Apabila terjadi suatu pelanggaran syarak, Islam mempunyai sanksi tegas, yaitu sebagai pencegah (zawajir) dan penebus (jawabir). Hal ini bertujuan untuk mencegah terjadinya tindakan yang melanggar syarak terulang dan memberi efek jera serta terlaksa pula usaha penebusan dosa sebagai peringan hukuman (azab) di akhirat.
Terkait tindak asusila, sanksi yang tepat menurut Islam adalah didera atau dicambuk, sebagaimana firman Allah Swt.,
“Perempuan yang berzina dan laki-laki yang berzina, maka deralah tiap-tiap seorang dari keduanya seratus kali dera dan janganlah belas kasihan kepada keduanya mencegah kamu untuk (menjalankan) agama Allah, jika kamu beriman kepada Allah dan hari akhirat, hendaklah (pelaksanaan) hukuman mereka disaksikan oleh sekumpulan orang-orang yang beriman.” (TQS An-Nuur: 2).
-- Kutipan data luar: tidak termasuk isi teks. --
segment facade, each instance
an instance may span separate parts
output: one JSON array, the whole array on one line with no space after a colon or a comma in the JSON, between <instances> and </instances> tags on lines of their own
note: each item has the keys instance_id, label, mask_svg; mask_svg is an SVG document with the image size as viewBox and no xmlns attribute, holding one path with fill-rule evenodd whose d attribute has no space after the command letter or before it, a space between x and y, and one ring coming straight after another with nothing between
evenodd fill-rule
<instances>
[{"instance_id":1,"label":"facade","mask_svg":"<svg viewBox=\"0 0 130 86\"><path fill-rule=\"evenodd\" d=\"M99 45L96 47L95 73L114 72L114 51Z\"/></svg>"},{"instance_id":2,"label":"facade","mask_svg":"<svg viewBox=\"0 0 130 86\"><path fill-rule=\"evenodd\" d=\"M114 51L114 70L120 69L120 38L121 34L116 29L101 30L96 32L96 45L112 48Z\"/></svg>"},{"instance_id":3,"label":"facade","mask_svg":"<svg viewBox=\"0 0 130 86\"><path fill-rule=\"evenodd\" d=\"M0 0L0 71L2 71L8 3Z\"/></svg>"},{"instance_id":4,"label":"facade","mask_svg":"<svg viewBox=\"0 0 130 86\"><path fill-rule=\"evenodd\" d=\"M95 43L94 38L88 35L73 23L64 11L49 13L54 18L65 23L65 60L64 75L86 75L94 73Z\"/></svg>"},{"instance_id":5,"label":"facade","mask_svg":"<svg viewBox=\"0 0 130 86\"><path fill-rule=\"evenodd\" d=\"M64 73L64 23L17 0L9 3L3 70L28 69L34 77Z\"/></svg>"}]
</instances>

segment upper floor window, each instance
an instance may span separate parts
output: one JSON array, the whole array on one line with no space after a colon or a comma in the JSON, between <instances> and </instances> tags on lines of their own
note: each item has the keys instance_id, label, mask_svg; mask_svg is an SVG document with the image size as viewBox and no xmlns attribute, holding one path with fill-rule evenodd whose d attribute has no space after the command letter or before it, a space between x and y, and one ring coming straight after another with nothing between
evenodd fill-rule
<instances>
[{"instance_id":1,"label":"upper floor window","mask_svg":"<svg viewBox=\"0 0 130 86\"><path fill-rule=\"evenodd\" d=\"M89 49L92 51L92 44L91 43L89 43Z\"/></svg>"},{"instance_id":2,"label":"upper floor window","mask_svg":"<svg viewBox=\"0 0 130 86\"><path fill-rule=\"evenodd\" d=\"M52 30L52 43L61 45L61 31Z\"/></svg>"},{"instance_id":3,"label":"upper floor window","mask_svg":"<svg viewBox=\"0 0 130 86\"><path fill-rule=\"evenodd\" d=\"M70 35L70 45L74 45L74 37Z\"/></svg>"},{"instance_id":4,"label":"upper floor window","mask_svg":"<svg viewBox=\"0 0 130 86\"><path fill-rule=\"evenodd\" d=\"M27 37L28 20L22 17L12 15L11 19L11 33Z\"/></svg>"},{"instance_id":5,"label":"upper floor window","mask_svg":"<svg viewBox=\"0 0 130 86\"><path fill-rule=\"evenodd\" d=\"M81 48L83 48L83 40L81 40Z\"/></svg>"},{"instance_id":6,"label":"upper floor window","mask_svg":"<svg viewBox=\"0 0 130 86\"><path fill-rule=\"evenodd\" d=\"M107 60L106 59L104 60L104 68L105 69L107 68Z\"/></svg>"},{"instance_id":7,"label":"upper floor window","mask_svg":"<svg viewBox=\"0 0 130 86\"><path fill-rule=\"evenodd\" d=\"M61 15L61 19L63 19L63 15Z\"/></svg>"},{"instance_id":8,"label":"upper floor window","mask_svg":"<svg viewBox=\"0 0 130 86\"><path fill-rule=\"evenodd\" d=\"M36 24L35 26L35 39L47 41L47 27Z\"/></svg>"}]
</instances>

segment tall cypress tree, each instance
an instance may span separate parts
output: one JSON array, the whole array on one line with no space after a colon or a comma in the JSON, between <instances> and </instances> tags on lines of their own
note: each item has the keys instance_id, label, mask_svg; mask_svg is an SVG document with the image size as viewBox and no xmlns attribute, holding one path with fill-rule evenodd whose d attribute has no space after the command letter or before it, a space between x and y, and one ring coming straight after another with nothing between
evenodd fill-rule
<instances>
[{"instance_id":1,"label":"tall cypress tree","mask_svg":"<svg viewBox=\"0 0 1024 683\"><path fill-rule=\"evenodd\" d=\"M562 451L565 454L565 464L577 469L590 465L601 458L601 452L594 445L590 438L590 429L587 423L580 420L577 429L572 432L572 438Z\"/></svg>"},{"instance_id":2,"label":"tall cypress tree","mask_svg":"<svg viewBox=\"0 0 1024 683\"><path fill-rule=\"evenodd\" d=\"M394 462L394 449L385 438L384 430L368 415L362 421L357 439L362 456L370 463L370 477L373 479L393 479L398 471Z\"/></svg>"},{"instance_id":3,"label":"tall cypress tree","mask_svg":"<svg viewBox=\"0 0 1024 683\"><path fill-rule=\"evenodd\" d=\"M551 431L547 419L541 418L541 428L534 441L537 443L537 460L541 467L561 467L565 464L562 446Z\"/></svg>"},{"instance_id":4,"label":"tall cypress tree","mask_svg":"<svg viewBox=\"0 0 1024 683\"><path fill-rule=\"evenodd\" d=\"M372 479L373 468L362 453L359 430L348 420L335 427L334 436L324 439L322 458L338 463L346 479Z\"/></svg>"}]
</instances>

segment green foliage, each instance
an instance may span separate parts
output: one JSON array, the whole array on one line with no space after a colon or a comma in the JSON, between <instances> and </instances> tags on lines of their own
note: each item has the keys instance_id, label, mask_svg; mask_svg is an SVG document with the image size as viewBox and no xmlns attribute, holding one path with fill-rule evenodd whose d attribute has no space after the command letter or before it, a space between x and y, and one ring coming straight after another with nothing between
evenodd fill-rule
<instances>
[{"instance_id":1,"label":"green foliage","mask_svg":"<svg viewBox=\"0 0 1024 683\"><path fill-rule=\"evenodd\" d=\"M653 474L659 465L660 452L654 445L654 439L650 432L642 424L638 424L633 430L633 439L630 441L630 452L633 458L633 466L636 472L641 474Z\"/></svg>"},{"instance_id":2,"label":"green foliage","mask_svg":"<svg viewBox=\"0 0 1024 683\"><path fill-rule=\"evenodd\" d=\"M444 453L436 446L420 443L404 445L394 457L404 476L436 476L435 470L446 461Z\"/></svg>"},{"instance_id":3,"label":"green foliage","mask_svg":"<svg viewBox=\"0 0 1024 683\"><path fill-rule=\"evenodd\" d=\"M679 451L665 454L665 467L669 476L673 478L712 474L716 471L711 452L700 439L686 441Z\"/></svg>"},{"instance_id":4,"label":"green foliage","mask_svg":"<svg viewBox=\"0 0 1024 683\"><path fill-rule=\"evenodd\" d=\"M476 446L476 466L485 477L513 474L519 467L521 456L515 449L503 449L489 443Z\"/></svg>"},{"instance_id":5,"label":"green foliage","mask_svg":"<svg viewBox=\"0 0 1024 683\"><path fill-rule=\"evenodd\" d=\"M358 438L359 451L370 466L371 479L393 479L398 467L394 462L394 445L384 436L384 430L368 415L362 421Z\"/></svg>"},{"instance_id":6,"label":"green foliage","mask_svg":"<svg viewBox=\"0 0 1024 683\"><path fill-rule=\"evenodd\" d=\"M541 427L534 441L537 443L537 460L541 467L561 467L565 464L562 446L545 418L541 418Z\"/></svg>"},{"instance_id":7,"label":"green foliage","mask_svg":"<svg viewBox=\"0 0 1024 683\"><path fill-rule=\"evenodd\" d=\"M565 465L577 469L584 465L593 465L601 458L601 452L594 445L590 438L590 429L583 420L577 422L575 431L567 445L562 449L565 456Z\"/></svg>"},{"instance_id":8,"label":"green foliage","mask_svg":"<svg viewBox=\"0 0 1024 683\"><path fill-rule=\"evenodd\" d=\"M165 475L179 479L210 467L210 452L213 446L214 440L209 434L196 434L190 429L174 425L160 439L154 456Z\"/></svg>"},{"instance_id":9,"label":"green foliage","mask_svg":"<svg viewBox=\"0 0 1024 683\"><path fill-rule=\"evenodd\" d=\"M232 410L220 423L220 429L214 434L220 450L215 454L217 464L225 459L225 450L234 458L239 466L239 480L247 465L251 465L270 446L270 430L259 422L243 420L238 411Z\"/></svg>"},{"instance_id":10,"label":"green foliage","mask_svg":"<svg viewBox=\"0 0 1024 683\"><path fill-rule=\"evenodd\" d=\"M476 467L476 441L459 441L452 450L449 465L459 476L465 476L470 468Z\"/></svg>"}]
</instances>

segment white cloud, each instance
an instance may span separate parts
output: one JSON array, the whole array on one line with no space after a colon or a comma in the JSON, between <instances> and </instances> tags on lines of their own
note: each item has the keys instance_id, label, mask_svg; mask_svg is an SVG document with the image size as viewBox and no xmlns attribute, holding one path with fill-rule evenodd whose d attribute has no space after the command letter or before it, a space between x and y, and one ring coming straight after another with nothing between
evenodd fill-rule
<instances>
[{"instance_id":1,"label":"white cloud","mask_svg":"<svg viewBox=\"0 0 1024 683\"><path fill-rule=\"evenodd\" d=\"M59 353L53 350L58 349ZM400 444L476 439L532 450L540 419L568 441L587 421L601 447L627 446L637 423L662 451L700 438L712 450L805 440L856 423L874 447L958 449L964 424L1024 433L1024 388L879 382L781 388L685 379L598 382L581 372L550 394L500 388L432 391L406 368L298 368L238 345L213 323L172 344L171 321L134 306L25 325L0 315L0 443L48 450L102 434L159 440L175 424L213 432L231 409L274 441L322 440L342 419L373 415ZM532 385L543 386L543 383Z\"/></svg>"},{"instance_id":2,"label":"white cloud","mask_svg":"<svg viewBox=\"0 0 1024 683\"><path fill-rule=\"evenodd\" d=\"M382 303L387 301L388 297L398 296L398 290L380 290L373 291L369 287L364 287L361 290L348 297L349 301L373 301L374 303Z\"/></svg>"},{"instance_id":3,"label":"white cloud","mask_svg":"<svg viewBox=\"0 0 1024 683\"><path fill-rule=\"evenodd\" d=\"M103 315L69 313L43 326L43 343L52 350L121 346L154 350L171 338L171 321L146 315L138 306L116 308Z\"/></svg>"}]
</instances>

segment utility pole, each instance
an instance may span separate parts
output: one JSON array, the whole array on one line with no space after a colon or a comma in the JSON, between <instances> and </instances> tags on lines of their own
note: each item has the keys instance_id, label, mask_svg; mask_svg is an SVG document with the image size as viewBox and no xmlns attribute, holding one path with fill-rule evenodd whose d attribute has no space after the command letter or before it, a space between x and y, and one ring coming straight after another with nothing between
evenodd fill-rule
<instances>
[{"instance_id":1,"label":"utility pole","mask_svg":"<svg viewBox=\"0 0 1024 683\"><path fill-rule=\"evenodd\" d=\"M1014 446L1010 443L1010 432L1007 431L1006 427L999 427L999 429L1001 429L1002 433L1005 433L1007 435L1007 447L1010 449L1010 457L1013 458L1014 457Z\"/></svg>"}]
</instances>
Dengan demikian, bisa disimpulkan bahwa sistem Islam lebih mumpuni dalam menangani dan mengatasi permasalahan kehidupan. Hal ini akan terwujud apabila tiga pilar kehidupan saling bersinergi, yaitu individu (keluarga) yang beriman dan bertakwa, masyarakat yang melakukan amar makruf nahi mungkar, dan negara yang menerapkan sistem Islam secara kafah.